Who's the real psycho here...?

These two characters are almost opposites, and as such they inform our understanding of each as we compare them. Then you must add Anton Yelchin's character to the mix, because without his Tim, there's not quite an ideal balance. Tim is older, less privileged, already has mistakes under his belt, and aspires to be like the two girls already are. He wants wealth and power, and think he has what it takes to achieve that through dealing drugs. But without anti-social disorders or a lifetime of oppressed emotion and lying, that's a path that he's surprisingly ill-equipped to take.

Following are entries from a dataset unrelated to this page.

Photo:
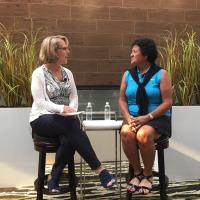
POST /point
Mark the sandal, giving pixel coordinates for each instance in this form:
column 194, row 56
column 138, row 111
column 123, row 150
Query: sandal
column 107, row 180
column 132, row 188
column 142, row 188
column 53, row 188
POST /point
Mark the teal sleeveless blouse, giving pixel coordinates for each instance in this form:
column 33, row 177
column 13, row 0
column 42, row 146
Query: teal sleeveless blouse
column 152, row 89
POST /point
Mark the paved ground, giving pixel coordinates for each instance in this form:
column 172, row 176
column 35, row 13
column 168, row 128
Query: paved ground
column 176, row 190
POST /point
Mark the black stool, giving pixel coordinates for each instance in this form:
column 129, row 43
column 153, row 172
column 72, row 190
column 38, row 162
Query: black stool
column 50, row 145
column 161, row 144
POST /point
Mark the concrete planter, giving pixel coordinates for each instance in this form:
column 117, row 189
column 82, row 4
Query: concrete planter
column 183, row 156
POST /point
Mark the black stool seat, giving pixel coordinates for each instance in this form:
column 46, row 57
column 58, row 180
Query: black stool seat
column 160, row 144
column 50, row 145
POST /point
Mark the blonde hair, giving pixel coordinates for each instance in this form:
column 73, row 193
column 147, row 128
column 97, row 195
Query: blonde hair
column 49, row 47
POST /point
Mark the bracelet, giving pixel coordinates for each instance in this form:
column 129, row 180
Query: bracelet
column 151, row 116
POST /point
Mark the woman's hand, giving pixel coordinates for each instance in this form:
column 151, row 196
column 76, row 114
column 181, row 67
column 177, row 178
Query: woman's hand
column 138, row 122
column 68, row 109
column 130, row 121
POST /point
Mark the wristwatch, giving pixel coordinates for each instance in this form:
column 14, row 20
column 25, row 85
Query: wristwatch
column 151, row 116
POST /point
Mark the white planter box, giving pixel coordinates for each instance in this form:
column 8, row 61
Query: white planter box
column 18, row 160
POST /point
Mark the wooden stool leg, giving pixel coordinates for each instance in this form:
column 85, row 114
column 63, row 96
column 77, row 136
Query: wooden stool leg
column 72, row 181
column 161, row 166
column 41, row 174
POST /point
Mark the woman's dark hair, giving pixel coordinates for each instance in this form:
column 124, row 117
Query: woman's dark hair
column 148, row 48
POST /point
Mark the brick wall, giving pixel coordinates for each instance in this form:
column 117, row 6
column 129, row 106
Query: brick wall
column 101, row 31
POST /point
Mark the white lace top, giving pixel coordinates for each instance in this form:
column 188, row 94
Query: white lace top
column 49, row 94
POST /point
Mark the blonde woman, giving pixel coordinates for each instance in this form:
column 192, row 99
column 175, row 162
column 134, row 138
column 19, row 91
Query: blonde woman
column 54, row 92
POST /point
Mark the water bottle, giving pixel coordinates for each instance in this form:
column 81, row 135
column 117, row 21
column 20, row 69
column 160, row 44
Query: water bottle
column 107, row 115
column 89, row 111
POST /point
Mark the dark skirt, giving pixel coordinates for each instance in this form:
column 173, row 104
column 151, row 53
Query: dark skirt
column 161, row 124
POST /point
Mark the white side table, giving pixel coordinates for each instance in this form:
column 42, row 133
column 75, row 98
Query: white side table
column 105, row 125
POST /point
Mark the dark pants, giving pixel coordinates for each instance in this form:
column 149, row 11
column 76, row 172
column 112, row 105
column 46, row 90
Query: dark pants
column 72, row 139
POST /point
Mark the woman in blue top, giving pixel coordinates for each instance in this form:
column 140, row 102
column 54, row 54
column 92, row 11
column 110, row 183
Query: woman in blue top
column 145, row 101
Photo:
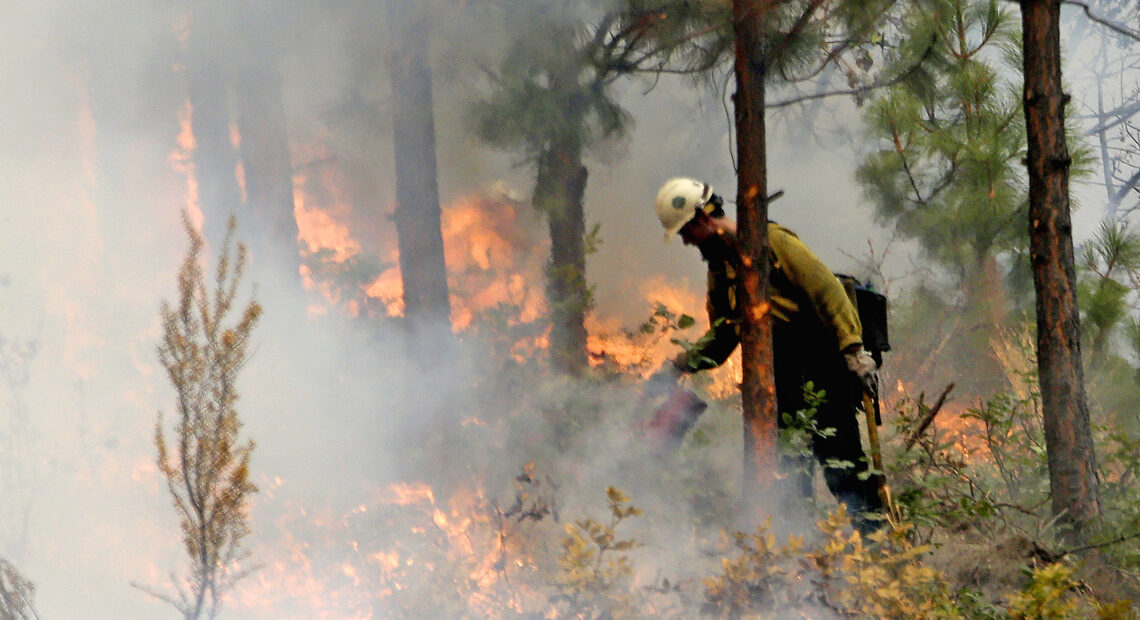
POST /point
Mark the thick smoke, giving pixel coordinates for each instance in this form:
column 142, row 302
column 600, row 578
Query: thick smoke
column 91, row 197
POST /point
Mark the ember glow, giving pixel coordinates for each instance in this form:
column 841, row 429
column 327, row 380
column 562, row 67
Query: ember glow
column 391, row 555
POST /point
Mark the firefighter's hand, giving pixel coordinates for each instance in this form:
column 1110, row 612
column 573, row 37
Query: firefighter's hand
column 863, row 366
column 662, row 381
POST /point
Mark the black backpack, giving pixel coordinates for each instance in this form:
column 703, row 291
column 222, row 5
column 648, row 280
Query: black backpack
column 872, row 313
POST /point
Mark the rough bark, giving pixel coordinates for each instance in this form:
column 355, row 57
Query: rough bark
column 758, row 386
column 426, row 306
column 1068, row 438
column 560, row 194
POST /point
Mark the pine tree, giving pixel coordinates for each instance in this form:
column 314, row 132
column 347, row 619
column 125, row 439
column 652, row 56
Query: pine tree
column 205, row 464
column 946, row 171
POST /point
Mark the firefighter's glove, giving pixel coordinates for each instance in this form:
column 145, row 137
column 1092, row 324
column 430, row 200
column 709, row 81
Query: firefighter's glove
column 861, row 364
column 662, row 381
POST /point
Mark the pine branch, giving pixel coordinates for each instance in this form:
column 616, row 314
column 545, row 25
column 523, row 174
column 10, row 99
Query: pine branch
column 862, row 90
column 1107, row 23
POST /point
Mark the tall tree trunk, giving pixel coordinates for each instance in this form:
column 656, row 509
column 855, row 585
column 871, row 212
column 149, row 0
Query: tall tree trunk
column 758, row 388
column 214, row 158
column 426, row 306
column 1068, row 438
column 265, row 144
column 560, row 194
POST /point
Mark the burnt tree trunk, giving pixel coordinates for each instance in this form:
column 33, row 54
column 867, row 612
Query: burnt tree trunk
column 758, row 385
column 214, row 157
column 560, row 194
column 265, row 146
column 1068, row 438
column 426, row 306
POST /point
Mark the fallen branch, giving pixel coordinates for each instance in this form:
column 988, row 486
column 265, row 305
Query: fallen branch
column 927, row 418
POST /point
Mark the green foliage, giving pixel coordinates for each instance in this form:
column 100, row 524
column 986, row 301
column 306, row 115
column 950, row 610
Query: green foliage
column 947, row 170
column 592, row 582
column 980, row 478
column 1109, row 266
column 881, row 578
column 1049, row 595
column 205, row 465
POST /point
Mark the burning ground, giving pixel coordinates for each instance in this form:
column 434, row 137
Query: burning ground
column 384, row 490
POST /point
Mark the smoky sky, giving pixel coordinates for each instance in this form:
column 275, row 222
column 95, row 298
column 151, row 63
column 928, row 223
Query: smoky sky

Next, and probably my favorite aspect of the film is the camerawork. Long Takes is the name of the game, but not in a showy, complicated, "look at me" kind of way. It's simple: the camera is placed in a spot where it can view a whole scene with only adjusting focus as a character moves in and out... and it watches. It doesn't decide for us which part of the performance is the most telling; it stays out of our way. Zoom-ins are used to express importance of the moment, and there's plenty of shot-reverse-shot too. I think the idea was to capture the story and character is the simplest, most comfortable, and most effective way possible.

Love him. There's still movies of his I haven't seen, but I never want to finish them.

You don't want to notice shot length or the reasoning behind a shot composition while watching; you just want it to make the desired effect. With this not showy but intentional method, it did its job -- I had to watch it again to pick up on it fully, spurred by the longest oner -- a three-minute one that was masterful. I adore watching films with minimal cutting and being able to see performances play out -- to be allowed to look at what I want to, instead of the camera's framing forcing me to look somewhere where I don't see performance coming from. When a performance is as good as this cast gives, different people will see it in different places.

Even with their backs to the camera they are still readable, and when they're off screen the sound effects take over, and you'd might be surprised at how telling they can be too. Paring the heightened moments that would tend to overload down to only sound focuses the tension and engages the imagination. And it allows the film to keep it's deliberate, relaxed pace even through the crazier parts. The soundtrack also needs a mention: it's mainly spastic tribal drums which is hilariously fitting to the otherworldly setting. At one point a character's running footsteps could be easily confused for scoring too.

It's all so wonderfully strange.

Despite dark subject matter and the character study of extremely flawed humans that you'd rather be fascinated by than identify with, the film is well grounded in entertainment. Richly comic in wonderfully subtle and dark ways that works alongside the film's other moods for beautiful and unexpected combinations. My favorite bit was Ave Maria playing as Tim slow-motion smells soap and caresses a shiny red car in Lily's fancy house. Drop-dead gorgeous. I also loved watching the girls act in front of mirrors, and the neat detail where Amanda only uses the pawns and knights as she plays chess with herself.

Thoroughbreds is stimulating to watch, never lacking visual interest on screen that draws the eye and engages the mind, so even as the film moves casually and methodically it is not for one second boring. Its fascinating characters aren't spelled out for us, and the final delivery isn't a message or moral, but simply a few character journeys that will make you think hard about their situation, their burdens, and their decisions. We are invited not to judge, but to understand -- as we are entertained by the film's lavish, well-bred existence.


  1. Nice review! I saw the trailers earlier this year and it looked fascinating. It's a shame that this is Anton's last performance 'cause he had so much to offer. And I love Olivia. She was wonderful on Bates Motel. Since the movie had a pretty small theater release, I haven't been able to find it on-demand yet, but I'm going to be on the look-out.

    1. Thanks! It is definitely a fascinating one! Absolutely. :/ He was particularly excellent in this. And so was Olivia, I loved her character and how understated she was. I hope you enjoy whenever you find it!